Uno degli obiettivi cinesi è poi quello di espandere l’utilizzo dei combustibili verdi attraverso una transizione morbida. Per questo motivo, il governo sta espandendo l’uso su scala nazionale del bioetanolo e metanolo come carburante verde, entro il 2020, anche attraverso importanti investimenti nell’industria americana dello shale gas al fine di importarlo in Cina. Per questo, la Shangai Bi Ke Clean Energy Technology, compagnia energetica partecipata dallo stato, ha da poco costruito nello stato di Washington un impianto di produzione del metanolo dallo shale gas, come confermato dallo stesso amministratore delegato della società, Wu Lebin. Secondo Lebin questa è la via più facile per rispettare gli impegni stabiliti alla Cop 21 di Parigi attraverso una fonte a basso costo e logisticamente molto più facile da trasportare.

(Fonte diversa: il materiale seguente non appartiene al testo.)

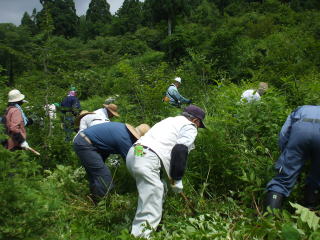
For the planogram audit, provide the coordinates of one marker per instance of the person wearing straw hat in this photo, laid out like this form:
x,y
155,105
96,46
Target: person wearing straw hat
x,y
94,144
16,121
173,96
166,145
102,115
251,95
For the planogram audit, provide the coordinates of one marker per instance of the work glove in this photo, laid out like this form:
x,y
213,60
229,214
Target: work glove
x,y
24,145
177,186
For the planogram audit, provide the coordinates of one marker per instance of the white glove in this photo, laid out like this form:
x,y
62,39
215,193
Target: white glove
x,y
177,186
24,145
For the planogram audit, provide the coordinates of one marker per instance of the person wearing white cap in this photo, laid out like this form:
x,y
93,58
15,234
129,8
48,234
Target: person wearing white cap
x,y
165,146
173,96
16,121
88,119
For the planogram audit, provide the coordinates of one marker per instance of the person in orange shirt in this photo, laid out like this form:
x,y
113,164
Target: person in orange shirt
x,y
16,121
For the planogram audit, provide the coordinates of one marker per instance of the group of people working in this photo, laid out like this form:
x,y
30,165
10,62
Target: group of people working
x,y
166,145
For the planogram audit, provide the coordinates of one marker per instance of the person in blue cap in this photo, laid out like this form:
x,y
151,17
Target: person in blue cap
x,y
299,141
173,96
94,144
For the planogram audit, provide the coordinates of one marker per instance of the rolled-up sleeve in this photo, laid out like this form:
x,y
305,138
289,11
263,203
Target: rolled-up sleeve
x,y
187,136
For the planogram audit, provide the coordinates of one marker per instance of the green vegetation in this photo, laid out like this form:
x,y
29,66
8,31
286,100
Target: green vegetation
x,y
218,48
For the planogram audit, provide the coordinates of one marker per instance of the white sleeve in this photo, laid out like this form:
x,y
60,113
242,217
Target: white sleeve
x,y
187,136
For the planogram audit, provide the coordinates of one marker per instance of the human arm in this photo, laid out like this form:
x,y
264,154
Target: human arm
x,y
286,129
179,155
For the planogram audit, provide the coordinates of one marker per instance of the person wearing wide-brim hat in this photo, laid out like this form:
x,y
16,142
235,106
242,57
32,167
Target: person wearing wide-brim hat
x,y
166,145
16,121
252,95
173,96
94,144
101,115
81,115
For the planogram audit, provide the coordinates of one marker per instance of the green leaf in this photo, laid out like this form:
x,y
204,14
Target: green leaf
x,y
307,216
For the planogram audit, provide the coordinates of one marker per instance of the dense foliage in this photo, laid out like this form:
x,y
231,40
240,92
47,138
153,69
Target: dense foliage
x,y
218,48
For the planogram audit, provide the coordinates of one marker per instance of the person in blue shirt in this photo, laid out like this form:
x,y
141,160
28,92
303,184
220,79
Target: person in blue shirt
x,y
94,144
70,107
173,95
299,140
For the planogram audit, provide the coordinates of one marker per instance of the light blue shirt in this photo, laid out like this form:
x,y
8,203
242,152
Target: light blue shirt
x,y
306,111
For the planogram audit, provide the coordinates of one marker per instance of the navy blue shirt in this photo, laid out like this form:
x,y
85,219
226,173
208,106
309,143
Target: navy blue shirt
x,y
111,137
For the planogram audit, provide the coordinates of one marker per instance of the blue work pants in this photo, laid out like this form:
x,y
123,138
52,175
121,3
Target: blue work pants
x,y
303,143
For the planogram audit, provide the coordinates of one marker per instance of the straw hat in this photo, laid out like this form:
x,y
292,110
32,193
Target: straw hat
x,y
139,131
15,96
81,115
112,108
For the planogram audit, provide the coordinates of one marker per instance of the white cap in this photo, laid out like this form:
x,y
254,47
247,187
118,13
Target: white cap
x,y
178,79
15,96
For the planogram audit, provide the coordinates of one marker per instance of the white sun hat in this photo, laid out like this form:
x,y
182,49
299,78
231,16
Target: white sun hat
x,y
15,96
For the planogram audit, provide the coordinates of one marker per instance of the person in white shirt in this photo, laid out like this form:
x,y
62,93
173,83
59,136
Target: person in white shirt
x,y
102,115
166,144
254,94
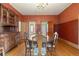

Da tempo ormai, Usa e Cina stanno lavorando a un accordo commerciale che vedrebbe vasti quantitativi di gas naturale inviati dal Texas e dalla Pennsylvania agli stabilimenti industriali di Shanghai e del Guangdong. Anche in quest’ottica il più grande centro di magazzinaggio e di logistica di gas della Cina dovrebbe iniziare la sua attività entro la fine del 2018, un modo per cercare di alleviare la carenza di gas nei periodi invernali e permettere di sostituire il carbone. L’impianto, finanziato con 2, miliardi di dollari dal gigante statale Sinopec, potrà immagazzinare fino a dieci miliardi di metri cubi di gas, molto probabilmente targato Usa. Ma la Cina sta pianificando di aumentare anche la propria capacità energetica nucleare, incrementando entro il 2020 di oltre trenta milioni di chilowatt la sua capacità attuale. Nel compiere questo sforzo Pechino sta risollevando l’americana Westinghouse, che lo scorso marzo ha fatto richiesta di fallimento proprio per le difficoltà incontrare sul mercato di casa propria. Westinghouse, in Cina, sta invece portando avanti la costruzione di una centrale nucleare di terza generazione l’AP1000 di Sanmen, la cui entrata in funzione è prevista entro fine 2017. Il completamento di Sanmen farà della Cina il primo Paese a usare questa tipologia di reattore nucleare di terza generazione, impattando sulle prospettive future di Westinghouse, il cui destino è oggi quantomai incerto. Se l’operazione si rivelerà un successo la Cina potrebbe infatti dare l’approvazione per la costruzione di altri reattori dello stesso tipo e innescare investimenti anche in altri Paesi. Anche Sud Africa, India, Messico e Repubblica Ceca sono ad esempio intenzionati ad adottare la tecnologia.